By Dewi Hendrawati Triesnaningtyas
Suzan dan Ratna terus tertawa melihat tingkah Gilang. Sahabat mereka itu memang paling senang melucu di antara mereka, sehingga belajar pun tidak lagi menegangkan.
Sepanjang hari mereka belajar demi menghadapi ujian masuk perguruan tinggi negeri. Otak yang terus dipacu memecahkan latihan soal itu lama kelamaan bisa mengeluarkan asap jika tak ada kekonyolan Gilang di sela-sela waktu belajar.
Di antara mereka bertiga, Ratnalah yang paling pandai. Gadis itu bisa mengajari berbagai hal yang tidak dimengerti oleh Suzan maupun Gilang.
“Gilang, berhentilah bertingkah! Perutku sakit!” pinta Ratna sambil memegang perutnya.
Gilang baru berhenti ketika suara Tante Fi memanggil mereka untuk makan siang.
“Ayo makan dulu!” ajak Tante Fi, ibu Ratna yang selalu mengkhawatirkan mereka. Ia sangat paham anak-anak itu bisa lupa makan jika sudah asyik belajar.
“Terima kasih, Tante,” ujar Gilang.
“Terima kasih untuk apa?”
“Untuk makanannya.”
“Alah, biasa saja. Cuma makan siang saja, kok.”
Tante Fi sangat menyayangi Ratna. Setiap kali Ratna menceritakan barang yang dibelikan Tante Fi kepadanya maka Suzan merasa mual.
“Zan, bagus enggak?” tanya Ratna suatu hari meminta pendapatnya.
Sebuah tas ransel kekinian bertengger di bahunya.
“Bagus banget, Na! Itu memang warna kesukaanmu, bukan?”
“Iya, kamu memang paling paham jika navy adalah warna kesukaanku!” kata Ratna tertawa.
“Iyalah, aku kan sahabatmu!” Suzan tersenyum.
***
“Na, kamu mau daftar ke mana?” tanya Suzan suatu hari.
“Kedokteran Universitas Indonesia, Zan! Kalau kamu?”
“Aku juga, Na!” jawab Suzan senang.
“Artinya mulai sekarang kita harus belajar lebih giat lagi!”
“Aku belajar sama kamu ya, Na. Aku kan, enggak pintar!” Suzan menunduk dengan wajah muram.
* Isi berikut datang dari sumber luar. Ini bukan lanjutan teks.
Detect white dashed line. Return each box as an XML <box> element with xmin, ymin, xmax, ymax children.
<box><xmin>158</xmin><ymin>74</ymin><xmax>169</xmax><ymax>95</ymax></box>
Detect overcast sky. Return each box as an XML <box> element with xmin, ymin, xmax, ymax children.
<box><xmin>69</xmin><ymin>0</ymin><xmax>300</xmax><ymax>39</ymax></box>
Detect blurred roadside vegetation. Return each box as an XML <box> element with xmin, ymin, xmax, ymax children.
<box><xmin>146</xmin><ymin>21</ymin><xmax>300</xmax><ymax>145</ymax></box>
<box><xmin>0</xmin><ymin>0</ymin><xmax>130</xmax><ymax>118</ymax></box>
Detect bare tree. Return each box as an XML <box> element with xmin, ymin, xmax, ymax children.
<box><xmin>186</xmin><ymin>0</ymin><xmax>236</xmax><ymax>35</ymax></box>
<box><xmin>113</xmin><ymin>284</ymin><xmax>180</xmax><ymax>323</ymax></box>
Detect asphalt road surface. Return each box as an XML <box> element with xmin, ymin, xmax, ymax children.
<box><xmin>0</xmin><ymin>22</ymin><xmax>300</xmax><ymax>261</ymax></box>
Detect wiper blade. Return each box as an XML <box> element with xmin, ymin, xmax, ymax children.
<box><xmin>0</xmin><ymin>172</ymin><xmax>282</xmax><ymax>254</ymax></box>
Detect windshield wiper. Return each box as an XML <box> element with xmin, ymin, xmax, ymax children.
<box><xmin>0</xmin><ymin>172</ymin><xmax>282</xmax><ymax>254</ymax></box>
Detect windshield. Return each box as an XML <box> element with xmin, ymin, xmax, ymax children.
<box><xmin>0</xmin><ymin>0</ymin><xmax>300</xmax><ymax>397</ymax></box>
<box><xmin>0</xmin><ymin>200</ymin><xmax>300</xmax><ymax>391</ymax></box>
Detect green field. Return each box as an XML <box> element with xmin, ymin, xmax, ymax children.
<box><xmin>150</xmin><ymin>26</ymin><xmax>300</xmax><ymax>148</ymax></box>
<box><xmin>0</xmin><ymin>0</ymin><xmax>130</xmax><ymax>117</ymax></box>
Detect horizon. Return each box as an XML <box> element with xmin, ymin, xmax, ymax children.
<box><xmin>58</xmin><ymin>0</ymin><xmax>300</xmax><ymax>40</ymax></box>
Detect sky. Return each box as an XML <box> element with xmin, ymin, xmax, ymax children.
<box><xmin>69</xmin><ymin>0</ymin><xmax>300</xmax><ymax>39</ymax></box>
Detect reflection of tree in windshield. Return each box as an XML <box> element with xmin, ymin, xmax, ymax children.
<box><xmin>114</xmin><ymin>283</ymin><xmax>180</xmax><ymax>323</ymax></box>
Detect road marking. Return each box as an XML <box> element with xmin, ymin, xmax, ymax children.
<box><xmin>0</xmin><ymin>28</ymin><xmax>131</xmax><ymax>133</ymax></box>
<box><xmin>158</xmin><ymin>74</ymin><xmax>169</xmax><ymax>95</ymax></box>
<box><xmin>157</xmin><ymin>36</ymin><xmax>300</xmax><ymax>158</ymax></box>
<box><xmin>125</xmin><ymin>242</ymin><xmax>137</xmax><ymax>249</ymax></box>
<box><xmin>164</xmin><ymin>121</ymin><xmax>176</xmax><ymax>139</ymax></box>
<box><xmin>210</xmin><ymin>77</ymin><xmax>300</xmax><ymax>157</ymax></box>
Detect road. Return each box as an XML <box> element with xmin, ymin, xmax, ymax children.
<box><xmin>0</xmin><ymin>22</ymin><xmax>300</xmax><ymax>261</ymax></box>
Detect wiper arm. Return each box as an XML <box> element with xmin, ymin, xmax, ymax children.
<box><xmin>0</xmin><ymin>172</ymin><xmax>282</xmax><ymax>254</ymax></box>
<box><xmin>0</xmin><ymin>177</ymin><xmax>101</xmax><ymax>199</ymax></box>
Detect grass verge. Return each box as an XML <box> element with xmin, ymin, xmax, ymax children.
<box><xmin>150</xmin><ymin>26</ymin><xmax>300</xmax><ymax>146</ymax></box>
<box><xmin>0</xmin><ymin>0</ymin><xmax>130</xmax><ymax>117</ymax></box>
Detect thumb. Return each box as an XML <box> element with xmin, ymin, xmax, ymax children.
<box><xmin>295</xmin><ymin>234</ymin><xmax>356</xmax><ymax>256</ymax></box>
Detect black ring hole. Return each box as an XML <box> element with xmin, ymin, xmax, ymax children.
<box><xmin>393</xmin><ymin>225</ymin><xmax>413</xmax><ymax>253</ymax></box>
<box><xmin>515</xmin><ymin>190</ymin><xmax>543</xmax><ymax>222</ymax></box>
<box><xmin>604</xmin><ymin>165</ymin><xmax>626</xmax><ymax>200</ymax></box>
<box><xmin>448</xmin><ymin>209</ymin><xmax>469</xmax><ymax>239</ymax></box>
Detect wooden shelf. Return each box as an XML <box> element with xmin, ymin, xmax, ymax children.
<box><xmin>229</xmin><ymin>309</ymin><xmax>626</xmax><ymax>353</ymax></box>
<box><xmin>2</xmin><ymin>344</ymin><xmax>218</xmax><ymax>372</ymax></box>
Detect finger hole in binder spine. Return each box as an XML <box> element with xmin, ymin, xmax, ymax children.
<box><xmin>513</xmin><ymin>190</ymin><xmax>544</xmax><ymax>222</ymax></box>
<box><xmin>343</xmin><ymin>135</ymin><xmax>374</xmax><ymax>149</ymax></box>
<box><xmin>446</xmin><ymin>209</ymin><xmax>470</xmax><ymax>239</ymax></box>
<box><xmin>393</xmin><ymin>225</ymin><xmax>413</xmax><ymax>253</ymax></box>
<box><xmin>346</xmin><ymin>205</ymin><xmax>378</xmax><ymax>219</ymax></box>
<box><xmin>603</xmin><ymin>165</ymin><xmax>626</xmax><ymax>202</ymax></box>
“Iya, tenang aja! Oh ya, ini dari Mama!” kata Ratna sambil menyerahkan sebuah buku. “Kemarin mama memintaku membelikan satu untukmu!” jelas Ratna seraya memberikan sebuah buku kepada Suzan.
“Apa ini?”
“Buku latihan soal ujian masuk kedokteran!”
***
Tibalah hari pengumuman ujian masuk perguruan tinggi. Ratna menangis saat mengetahui namanya tak lolos di FKUI. Nasib Gilang tidak jauh berbeda dengan Ratna. Suzan hanya bisa menyemangati dan menguatkan mereka. Ia tidak menyangka jika Ratna dan Gilang yang lebih pandai darinya tidak lolos di FKUI.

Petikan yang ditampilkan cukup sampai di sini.